June 29, 2012 | 10:54 p.m. CST
An Algerian immigrant enters a school in mourning to replace a teacher who has just committed suicide. With his own secret tragedy, Bachir Lazhar attempts to help the kids with their situation as he looks for answers for his own problems.
If you are not a fan of cliffhangers, this might not be your cup of tea, and because the movie is in French, you might want to avoid it if you’re strongly opposed to subtitles. It seems that almost none of the conflicts truly get resolved, and some of the plot seems to barely develop at all. But Monsieur Lazhar, which was nominated for the Academy Award for Best Foreign Language Film in 2012, utilizes a extremely wide range of emotions, so be prepared to laugh, and if you’re a crier, the Kleenex will be a must.

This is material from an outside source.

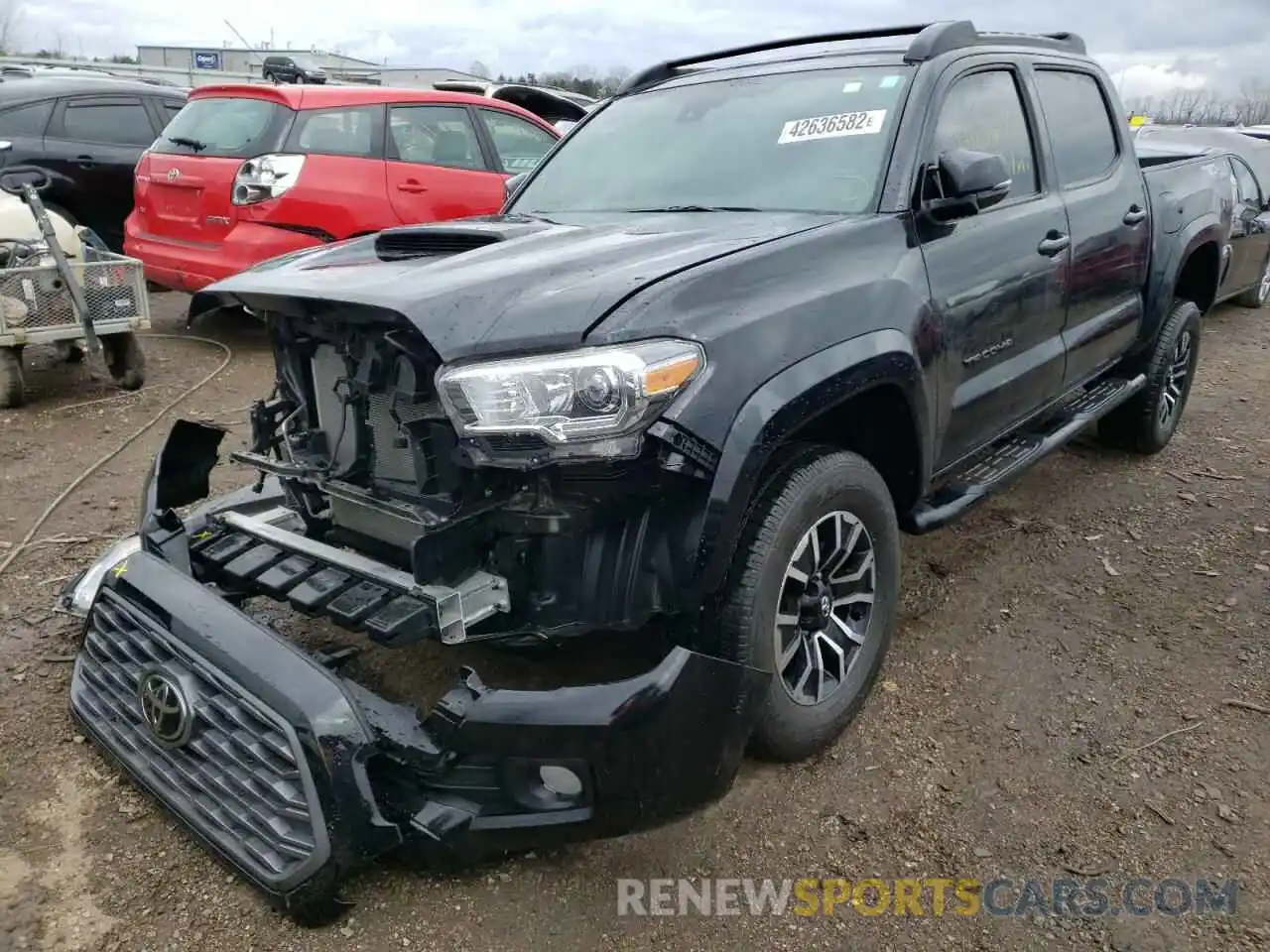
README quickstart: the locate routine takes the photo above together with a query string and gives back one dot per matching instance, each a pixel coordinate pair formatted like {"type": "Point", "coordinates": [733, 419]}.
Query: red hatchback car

Three main characters usher the story along. Simon (Émilien Néron) is the student who finds his teacher after the suicide. He suspects he might have some fault in the death, which causes him to act out. Alice (Sophie Nélisse) is a bright young girl, intellectually and emotionally advanced for her age, who makes the strongest connection with the new teacher. Her mother, who is an airline pilot, is gone most of the time, which leaves her searching for adult guidance.
Lazhar (Mohamed Fellage) arrives at the Montreal school a stranger. As he deals with tragedy, which forced him out of his native Algeria, he tries hard to connect with the kids. By the end, he must face his past and suffer the consequences.
It is easy to love the characters, especially the relationship between Lazhar and Alice, but the majority of the movie seems underdeveloped. The lack of resolution leaves the audience hanging. It seemed only the surface was scratched on what could have been a much more compelling interaction.
Because of the lack of answers, it was impossible not to hang on every word, wondering if anything would be resolved in the end. Overall, fantastic acting and comic relief throughout the dramatic story blend wonderfully, creating a sense of warmth and sadness sure to touch each viewer's heart.